冷凍サイクル装置200は、熱源機である室外ユニット100と、利用側機である室内ユニット101とを有している。室外ユニット100と室内ユニット101とは冷媒配管P4及び冷媒配管P5を介して接続されている。
図4Aは、図1~図3に示す室外熱交換器3の有するフィン25Aの説明図である。図4Bは、図1~図3に示す室外熱交換器3の有する伝熱管25Bの説明図である。なお、図4Aでは室外熱交換器3が有する複数のフィン25Aのうちの一つを図示し、図4Bでは室外熱交換器3の有する伝熱管25Bのうちの一つを図示している。

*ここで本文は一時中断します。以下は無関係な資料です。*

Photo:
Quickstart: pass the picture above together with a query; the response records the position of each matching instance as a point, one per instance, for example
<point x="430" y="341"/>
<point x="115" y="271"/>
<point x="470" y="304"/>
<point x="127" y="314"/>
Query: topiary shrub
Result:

複数の伝熱管25B同士は、たとえばU字管などで溶接される。図4A及び図4Bを参照して室外熱交換器3の構成などについて説明する。
一方、室外熱交換器3は、伝熱管25Bの熱容量と複数のフィン25Aの熱容量とを合わせた総熱容量に対する、複数のフィン25Aの熱容量が50%以下となるように構成されている。伝熱管25Bをアルミニウムとしたため、上記数値以下となるように、配管の肉厚化を施している。これについて、詳しく次で説明する。
一方、複数のフィン25Aの熱容量が50%以下の場合においては、急激に室内ユニット101の室内熱交換器5の温度が低くなることがわかる。つまり、50%の数値、或いはその付近の数値が変曲点になっている。

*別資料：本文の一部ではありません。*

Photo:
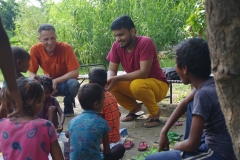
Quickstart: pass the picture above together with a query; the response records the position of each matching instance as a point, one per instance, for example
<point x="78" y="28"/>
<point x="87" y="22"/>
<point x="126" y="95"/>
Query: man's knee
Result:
<point x="52" y="109"/>
<point x="137" y="87"/>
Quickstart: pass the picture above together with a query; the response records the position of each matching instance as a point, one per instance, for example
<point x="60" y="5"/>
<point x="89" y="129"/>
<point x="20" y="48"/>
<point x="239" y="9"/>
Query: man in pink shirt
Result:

図6は、ホットガス除霜運転モード、リバース除霜運転モード、及び、これらを連続的に実施する混合除霜運転モードのいずれを実施するか示した外気温度条件の説明図である。図7は、ホットガス除霜運転モード時における冷媒の流れについて示した図である。図8は、リバース除霜運転モード時における冷媒の流れについて示した図である。図6~図8を参照してホットガス除霜運転モード、リバース除霜運転モード、及び、混合除霜運転モードなどについて説明する。

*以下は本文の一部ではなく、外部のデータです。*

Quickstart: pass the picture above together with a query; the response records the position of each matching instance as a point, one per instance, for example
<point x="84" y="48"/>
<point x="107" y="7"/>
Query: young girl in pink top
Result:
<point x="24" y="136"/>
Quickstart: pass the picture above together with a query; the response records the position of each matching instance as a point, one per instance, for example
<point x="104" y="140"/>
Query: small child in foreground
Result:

ホットガス除霜運転モードでは、室内ユニット101を採熱源としない。つまり、ホットガス除霜運転モードでは、圧縮機1から吐出されるホットガス冷媒を室内熱交換器5をバイパスして室外熱交換器3に供給するホットガス除霜運転を実施する運転モードである。具体的には、制御装置70は、絞り装置4の閉じ、開閉装置10については開く。また、制御装置70は、流路切替装置2が冷房側になるように流路を切り替える。これにより、圧縮機1から吐出された冷媒は、冷媒配管P1、バイパス配管PB、冷媒配管P3、室外熱交換器3、冷媒配管P2、流路切替装置2及び冷媒配管P6を流れた後に、圧縮機1の吸入側に戻る(図7参照)。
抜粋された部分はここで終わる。